The carrier in PEG is very stable: it can be stored at 4°C for 1 week with minimal loss of infection titer.
The collected vectors can be directly ultracentrifuged without PEG purification. However, the resulting vectors are more likely to cause cytotoxicity in different cell types than PEG-purified vectors. Therefore, the PEG procedure is highly recommended.

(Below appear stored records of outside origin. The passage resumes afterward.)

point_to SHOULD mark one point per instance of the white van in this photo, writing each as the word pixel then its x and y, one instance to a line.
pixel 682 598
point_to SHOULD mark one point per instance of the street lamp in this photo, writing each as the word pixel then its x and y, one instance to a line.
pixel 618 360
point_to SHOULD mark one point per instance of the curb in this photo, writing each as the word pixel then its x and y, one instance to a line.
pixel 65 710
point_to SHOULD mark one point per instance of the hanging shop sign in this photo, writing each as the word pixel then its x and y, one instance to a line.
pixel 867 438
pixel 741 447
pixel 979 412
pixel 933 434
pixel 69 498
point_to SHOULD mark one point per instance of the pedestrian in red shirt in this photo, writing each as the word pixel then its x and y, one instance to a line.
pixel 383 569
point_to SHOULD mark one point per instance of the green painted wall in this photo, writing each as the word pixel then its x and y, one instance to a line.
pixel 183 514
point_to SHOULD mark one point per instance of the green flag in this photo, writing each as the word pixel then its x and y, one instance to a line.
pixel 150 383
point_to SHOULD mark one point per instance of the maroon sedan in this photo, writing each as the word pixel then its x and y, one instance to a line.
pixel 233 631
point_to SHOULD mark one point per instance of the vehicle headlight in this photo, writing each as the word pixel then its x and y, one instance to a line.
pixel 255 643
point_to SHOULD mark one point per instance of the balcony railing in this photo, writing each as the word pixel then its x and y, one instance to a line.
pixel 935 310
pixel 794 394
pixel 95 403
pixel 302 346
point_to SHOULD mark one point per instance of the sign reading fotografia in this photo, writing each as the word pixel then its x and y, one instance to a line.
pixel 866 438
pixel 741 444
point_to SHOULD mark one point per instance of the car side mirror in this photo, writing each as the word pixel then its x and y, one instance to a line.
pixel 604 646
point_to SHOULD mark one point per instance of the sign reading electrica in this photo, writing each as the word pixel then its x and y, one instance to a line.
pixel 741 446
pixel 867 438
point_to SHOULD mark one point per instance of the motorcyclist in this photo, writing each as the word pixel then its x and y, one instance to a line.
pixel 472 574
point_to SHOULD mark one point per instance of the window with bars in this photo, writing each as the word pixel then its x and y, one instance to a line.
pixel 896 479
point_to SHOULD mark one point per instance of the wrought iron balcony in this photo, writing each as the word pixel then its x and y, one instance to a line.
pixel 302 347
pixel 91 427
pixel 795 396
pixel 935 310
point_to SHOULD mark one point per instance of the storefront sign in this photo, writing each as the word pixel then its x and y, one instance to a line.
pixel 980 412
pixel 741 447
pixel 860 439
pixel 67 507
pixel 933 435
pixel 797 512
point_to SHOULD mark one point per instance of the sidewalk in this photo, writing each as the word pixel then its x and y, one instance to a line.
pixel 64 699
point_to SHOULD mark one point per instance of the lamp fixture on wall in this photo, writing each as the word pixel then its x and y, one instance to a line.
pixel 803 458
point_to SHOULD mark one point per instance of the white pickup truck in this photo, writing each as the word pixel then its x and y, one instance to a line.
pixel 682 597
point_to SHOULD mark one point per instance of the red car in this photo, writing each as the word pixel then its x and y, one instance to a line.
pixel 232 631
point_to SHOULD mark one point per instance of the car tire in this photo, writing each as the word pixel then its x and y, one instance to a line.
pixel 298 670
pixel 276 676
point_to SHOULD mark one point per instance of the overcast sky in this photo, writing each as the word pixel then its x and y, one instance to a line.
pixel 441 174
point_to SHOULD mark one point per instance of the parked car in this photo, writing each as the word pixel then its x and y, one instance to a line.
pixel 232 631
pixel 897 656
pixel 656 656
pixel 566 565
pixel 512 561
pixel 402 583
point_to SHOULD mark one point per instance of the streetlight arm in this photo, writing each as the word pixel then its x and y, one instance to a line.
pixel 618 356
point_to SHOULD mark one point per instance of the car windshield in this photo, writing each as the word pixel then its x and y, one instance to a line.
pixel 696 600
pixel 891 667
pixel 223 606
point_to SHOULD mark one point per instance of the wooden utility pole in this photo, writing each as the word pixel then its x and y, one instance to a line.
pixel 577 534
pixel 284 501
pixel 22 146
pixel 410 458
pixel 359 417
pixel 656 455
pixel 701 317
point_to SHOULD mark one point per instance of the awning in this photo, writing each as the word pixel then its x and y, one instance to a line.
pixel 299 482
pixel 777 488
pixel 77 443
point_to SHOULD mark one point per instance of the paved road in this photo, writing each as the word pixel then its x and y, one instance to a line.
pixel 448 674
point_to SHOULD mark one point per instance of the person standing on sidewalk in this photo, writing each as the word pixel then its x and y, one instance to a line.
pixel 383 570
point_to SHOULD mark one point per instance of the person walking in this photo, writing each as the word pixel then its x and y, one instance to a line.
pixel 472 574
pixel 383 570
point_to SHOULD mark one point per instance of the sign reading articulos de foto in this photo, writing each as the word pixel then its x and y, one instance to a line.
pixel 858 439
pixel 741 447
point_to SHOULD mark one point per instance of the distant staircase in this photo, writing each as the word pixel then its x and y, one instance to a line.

9- Centrifuge the vector at 3000r/min in a PTS^2000 rotor head, Beckman Allegra 6 tabletop centrifuge, for 3Omin0.

10. Resuspend the vector with 4 % PBS with lactose or 10 % FBS with DMEM. Collect the resuspended vector in 1/10 or 1/30 of the original volume.

Partially purified vector can be used directly for transduction or continue ultracentrifugation to obtain higher titers of vector preparation. The addition of lactose or FB S to the resuspension solution stabilizes the M LV vector when stored. Solutions containing resuspended vectors are usually turbid because of the presence of residual PEG, and increasing the volume of the resuspension solution reduces the turbidity. However, the residual PEG does not affect cell transduction. Residual PEG in storage appears to stabilize the vector. Prolonged storage at 80°C has little or no loss of infectivity, and multiple freeze-thawing has a much lesser effect on vector titer than vectors that have not been treated with PEG. Gel electrophoresis and silver staining of vector preparations before and after PEG purification revealed that PEG precipitation removed a significant amount of contaminating cellular proteins. In terms of band concentration, more than 95% of the FBS was removed by this step. In terms of titer, the plant recovery in this step was high (80% to 100%).

Vector Concentration

11 . The Ultra-Clare ultracentrifuge tubes (25 m m X 89 mm), adapters, and the screw cap of the SW 28 rotor head are sterilized with 100 % ethanol and air-dried in a laminar flow hood.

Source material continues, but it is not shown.